思考展開図を使った課題解決の極意とは?課題を広げて新しい設計につなげる方法

課題を解決しようとすると、私たちは早く答えを出そうとします。しかし、最初に思いついた解決策へ飛びつけば、別の可能性を検討しないまま結論を出すことになります。思考展開図は、中心となる要求から課題を枝分かれさせ、それぞれに解決策を結び付け、最後に全体設計へまとめるフレームワークです。まだ見えていない課題を発見し、解決策の選択肢を増やすために有効です。

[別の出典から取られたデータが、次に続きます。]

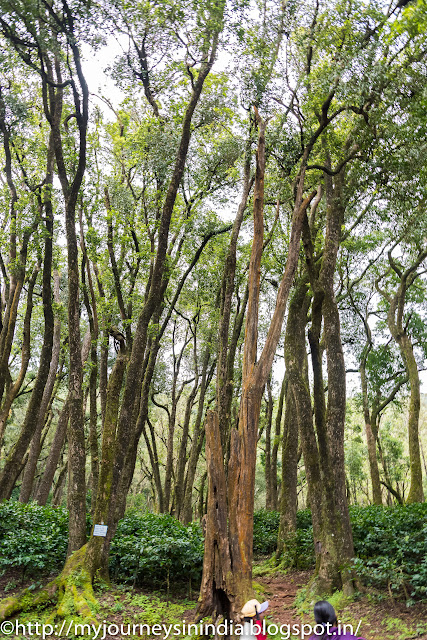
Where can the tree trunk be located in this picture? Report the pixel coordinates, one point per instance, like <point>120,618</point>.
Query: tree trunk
<point>276,444</point>
<point>286,541</point>
<point>268,469</point>
<point>416,492</point>
<point>36,444</point>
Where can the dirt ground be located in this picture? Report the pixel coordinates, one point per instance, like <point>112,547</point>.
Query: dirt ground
<point>380,618</point>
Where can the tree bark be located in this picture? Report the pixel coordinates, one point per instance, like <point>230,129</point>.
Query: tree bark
<point>36,444</point>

【関連記事】「優秀な人」を集めても強い組織にならない?AI時代に考えるべき採用の勘所

思考展開図とは

思考展開図は、頭の中にある考えを書き出し、要求、機能、解決策、具体的な構造の関係を明らかにする方法です。枝を増やすこと自体が目的ではありません。何を実現したいのかを掘り下げ、必要な働きを考え、実際の製品や仕組みに落とし込むまでの過程を1枚に表します。

目的から手段へ向かって枝を伸ばす

思考展開図では、最初に「何を実現したいのか」を表す課題や要求を置きます。そこから、実現に必要な機能を分けます。さらに、それぞれの機能をどのような仕組みで実現するかを考え、具体的な部品、配置、制御方法へ落とし込みます。基本的な流れは、次のように表せます。

課題・要求
└─要求を満たすために必要な機能
   ├─機能を実現する仕組み
   │  ├─具体的な構造や部品
   │  └─別の構造や部品
   └─別の機能を実現する仕組み
      └─具体的な構造や部品

図の左側には「何のために行うのか」という目的を置き、右へ進むにつれて「何を使って実現するのか」という手段を具体化します。要求を機能に分ける側は「機能の系統」、機能を実現する装置や部品を考える側は「実体の系統」と呼ばれます。思考展開図は、この2つを対応させます。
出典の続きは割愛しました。